La présidente du tribunal administratif de Melun a désigné M. Aymard, vice-président, pour statuer en tant que juge des référés en application de l’article L. 511-2 du code de justice administrative.
Considérant ce qui suit :
Mme C..., ressortissante gabonaise née le 9 juillet 1989 à Lambaréné, est titulaire d’une carte de séjour temporaire portant la mention « vie privée et familiale » délivrée par le préfet du Val-de-Marne et valable jusqu’au 13 avril 2026, en sa qualité de mère d’un enfant de nationalité française née en mai 2024 Saint-Maurice (Val-de-Marne). Elle a souhaité en demander le renouvellement sur la plateforme de l’Administration numérique pour les étrangers en France mais cela s’est révélé impossible, la date de remise de son titre de séjour n’y ayant pas été mentionnée par l’administration. Les saisines du service d’assistance de l’Agence nationale des titres sécurisés et de la préfecture du Val-de-Marne pour faire corriger ce dysfonctionnement sont restées sans réponse utile. Par une requête enregistrée le 3 décembre 2025, Mme B... demande donc au juge des référés, sur le fondement de l’article L.521-3 du code de justice administrative, d’enjoindre au préfet du Val-de-Marne de prendre les mesures nécessaires afin de lui permettre de déposer la demande de renouvellement de son titre de séjour.
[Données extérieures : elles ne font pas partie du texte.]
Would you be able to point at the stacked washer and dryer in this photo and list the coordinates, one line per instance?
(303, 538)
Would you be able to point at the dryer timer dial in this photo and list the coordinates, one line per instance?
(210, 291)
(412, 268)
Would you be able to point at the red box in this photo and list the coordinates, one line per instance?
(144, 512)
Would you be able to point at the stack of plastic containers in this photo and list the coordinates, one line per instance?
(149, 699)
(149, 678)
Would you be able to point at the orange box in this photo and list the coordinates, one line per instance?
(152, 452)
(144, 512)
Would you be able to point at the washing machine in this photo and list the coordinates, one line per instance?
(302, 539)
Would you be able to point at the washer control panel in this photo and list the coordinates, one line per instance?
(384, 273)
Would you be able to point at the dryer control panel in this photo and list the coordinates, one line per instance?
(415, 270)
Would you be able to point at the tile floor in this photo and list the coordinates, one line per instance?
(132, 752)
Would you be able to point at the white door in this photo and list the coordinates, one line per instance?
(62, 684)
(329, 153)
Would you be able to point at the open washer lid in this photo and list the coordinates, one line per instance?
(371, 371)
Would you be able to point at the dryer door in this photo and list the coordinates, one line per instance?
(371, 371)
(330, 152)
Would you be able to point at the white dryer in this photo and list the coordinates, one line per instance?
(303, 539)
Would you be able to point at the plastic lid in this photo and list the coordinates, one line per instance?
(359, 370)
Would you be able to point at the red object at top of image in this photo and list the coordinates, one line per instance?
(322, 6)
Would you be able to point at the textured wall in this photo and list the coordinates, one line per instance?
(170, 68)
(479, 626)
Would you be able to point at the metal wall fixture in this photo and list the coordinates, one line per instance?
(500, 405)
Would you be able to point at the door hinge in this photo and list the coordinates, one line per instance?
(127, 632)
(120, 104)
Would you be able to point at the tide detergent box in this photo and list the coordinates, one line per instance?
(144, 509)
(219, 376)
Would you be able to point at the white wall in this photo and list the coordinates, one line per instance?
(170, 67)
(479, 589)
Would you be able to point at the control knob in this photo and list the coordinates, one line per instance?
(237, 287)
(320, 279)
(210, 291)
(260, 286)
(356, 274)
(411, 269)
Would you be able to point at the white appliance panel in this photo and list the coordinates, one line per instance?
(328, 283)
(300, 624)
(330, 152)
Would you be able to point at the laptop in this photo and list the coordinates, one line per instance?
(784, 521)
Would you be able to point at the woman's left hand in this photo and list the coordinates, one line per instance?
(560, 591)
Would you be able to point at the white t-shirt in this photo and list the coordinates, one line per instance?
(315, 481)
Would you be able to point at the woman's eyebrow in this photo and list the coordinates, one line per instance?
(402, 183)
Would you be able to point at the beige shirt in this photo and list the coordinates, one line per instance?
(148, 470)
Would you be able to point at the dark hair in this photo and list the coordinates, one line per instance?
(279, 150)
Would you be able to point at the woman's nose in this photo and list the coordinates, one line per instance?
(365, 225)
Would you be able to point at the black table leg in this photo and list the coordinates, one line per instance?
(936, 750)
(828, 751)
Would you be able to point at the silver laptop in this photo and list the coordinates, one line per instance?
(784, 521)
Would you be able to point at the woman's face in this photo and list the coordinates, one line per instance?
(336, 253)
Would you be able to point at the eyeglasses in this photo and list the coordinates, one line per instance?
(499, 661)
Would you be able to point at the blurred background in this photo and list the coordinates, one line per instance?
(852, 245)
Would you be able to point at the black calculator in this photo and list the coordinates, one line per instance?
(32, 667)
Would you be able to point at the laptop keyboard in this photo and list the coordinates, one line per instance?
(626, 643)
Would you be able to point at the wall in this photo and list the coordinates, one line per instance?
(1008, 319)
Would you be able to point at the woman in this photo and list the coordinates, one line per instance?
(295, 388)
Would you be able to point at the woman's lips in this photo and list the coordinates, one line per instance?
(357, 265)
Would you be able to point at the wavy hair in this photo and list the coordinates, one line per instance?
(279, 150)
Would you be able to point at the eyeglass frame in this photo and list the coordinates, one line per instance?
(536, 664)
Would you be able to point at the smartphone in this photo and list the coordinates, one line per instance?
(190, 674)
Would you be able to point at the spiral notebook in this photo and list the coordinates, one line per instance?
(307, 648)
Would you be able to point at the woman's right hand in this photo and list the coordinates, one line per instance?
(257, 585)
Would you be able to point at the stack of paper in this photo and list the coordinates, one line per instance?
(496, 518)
Postérieurement à sa requête, le préfet du Val-de-Marne a corrigé le dysfonctionnement rencontré qui a permis à la requérante de déposer sa demande le 17 décembre 2025.
Sur les conclusions sur le fondement de l’article L. 521-3 du code de justice administrative :
Aux termes de l’article L. 521-3 du même code : « En cas d'urgence et sur simple requête qui sera recevable même en l'absence de décision administrative préalable, le juge des référés peut ordonner toutes autres mesures utiles sans faire obstacle à l'exécution d'aucune décision administrative ».
Ainsi qu’il l’a été dit au point 1, le préfet du Val-de-Marne a corrigé le dysfonctionnement rencontré par la requérante sur la plateforme de l’Administration numérique pour les étrangers en France ce qui lui a permis de déposer sa demande de renouvellement de son titre de séjour le 17 décembre 2025. Dans ces conditions, il n’y a plus lieu de statuer sur les conclusions de sa requête présentées sur le fondement de l’article L. 521-3 du code de justice administrative.
Sur les frais du litige
Dans les circonstances de l’espèce, il n’y a pas lieu de mettre à la charge de l’Etat (préfet du Val-de-Marne) une somme à verser à Mme B... sur le fondement de l’article L. 761-1 du code de justice administrative.
O R D O N N E :
Article 1er : Il n’y a plus lieu de statuer sur les conclusions de la requête de Mme B... présentées sur le fondement de l’article L. 521-3 du code de justice administrative.
Article 2 : Le surplus des conclusions de la requête est rejeté.
Article 3 : La présente ordonnance sera notifiée à Mme C... et au ministre de l’intérieur.
Copie en sera communiquée au préfet du Val-de-Marne.
Le juge des référés,
Signé : M. AYMARD
La République mande et ordonne au ministre de l’intérieur en ce qui le concerne ou à tous commissaires de justice à ce requis en ce qui concerne les voies de droit commun contre les parties privées de pourvoir à l’exécution de la présente décision.